Le ravitaillement médical sera modernisé, notamment en augmentant considérablement ses capacités de stockage et de production, pour améliorer sa réactivité et sa résilience. Le ravitaillement médical assurera également la disponibilité des médicaments pris sur une base régulière pour les militaires ou civils de la défense touchés par un conflit. Le ministère des armées engage un travail pour répertorier les savoir-faire détenus par son SSA afin de les préserver et les faire perdurer.

Le parcours de soins des militaires sera renforcé grâce au maillage territorial de la médecine des forces et à une meilleure coordination avec la composante hospitalière militaire.
Les hôpitaux militaires consolideront le contrat opérationnel du SSA et la prise en charge des blessés physiques et psychiques de guerre, améliorant le service rendu aux armées et, par extension, aux territoires de santé :

- Percy, Bégin, Sainte-Anne et Laveran s'appuieront sur leurs pôles d'excellence pour renforcer leur positionnement dans l'offre de soins nationale, notamment face aux situations sanitaires exceptionnelles ;

- Clermont-Tonnerre et Legouest consolideront leurs missions spécifiques (soutien à la dissuasion, expertise pour les unités militaires du Grand Est) ;

- Desgenettes et Robert-Piqué se spécialiseront dans la réhabilitation physique et psychique sur le long terme des militaires blessés, en lien avec l'Institution nationale des invalides et les maisons Athos.

Les effectifs du SSA seront renforcés.
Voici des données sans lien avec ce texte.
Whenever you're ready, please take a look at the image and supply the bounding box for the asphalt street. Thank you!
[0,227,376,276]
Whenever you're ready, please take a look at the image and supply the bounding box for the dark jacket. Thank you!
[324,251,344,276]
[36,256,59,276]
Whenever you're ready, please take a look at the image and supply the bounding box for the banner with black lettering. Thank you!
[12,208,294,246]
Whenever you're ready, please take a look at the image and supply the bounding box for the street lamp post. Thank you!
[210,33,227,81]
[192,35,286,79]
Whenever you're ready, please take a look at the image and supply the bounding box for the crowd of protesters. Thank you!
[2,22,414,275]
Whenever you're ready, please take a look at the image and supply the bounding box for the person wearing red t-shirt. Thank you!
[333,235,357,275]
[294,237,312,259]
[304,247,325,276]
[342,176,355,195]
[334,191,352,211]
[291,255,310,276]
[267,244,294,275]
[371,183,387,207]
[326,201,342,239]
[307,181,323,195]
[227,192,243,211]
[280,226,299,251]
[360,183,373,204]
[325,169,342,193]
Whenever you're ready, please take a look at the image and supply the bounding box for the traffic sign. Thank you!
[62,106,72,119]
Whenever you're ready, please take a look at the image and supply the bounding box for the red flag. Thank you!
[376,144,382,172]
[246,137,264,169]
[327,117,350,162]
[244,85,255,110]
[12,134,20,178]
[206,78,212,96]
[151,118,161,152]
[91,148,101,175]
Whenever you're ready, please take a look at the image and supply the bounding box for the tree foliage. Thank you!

Pour améliorer l'attractivité de ses métiers et la fidélisation des personnels dans un contexte de fortes tensions sur ses ressources humaines, cet effort de recrutement s'appuiera sur une politique salariale volontariste et le souci de redonner du sens à l'engagement au sein du SSA, en valorisant son identité militaire.

Les personnels du SSA, dont ceux de l'Institut de recherche biomédicale des armées, font l'objet d'une revalorisation de points d'indice supplémentaires, au même niveau que la transposition du « Ségur de la santé » au SSA.

Au cours de la période de programmation, des travaux seront lancés en vue du remplacement de l'hôpital d'instruction des armées Laveran par un hôpital neuf.

Les prérequis médicaux sont communiqués par le service de santé des armées aux candidats à l'incorporation, avant que débutent les épreuves de sélection. »

Note : en gras, les mentions issues d'amendements de la commission des finances du Sénat conservées dans le texte final.

Source : rapport annexé à la loi n° 2023-703 du 1er août 2023 relative à la programmation militaire pour les années 2024 à 2030 et portant diverses dispositions intéressant la défense


* 8 Loi n° 2018-607 du 13 juillet 2018 relative à la programmation militaire pour les années 2019 à 2025 et portant diverses dispositions intéressant la défense.

* 9 Avis n° 730 (2022-2023) de M. Dominique de LEGGE, déposé le 13 juin 2023, sur le projet de loi relatif à la programmation militaire pour les années 2024 à 2030 et portant diverses dispositions intéressant la défense.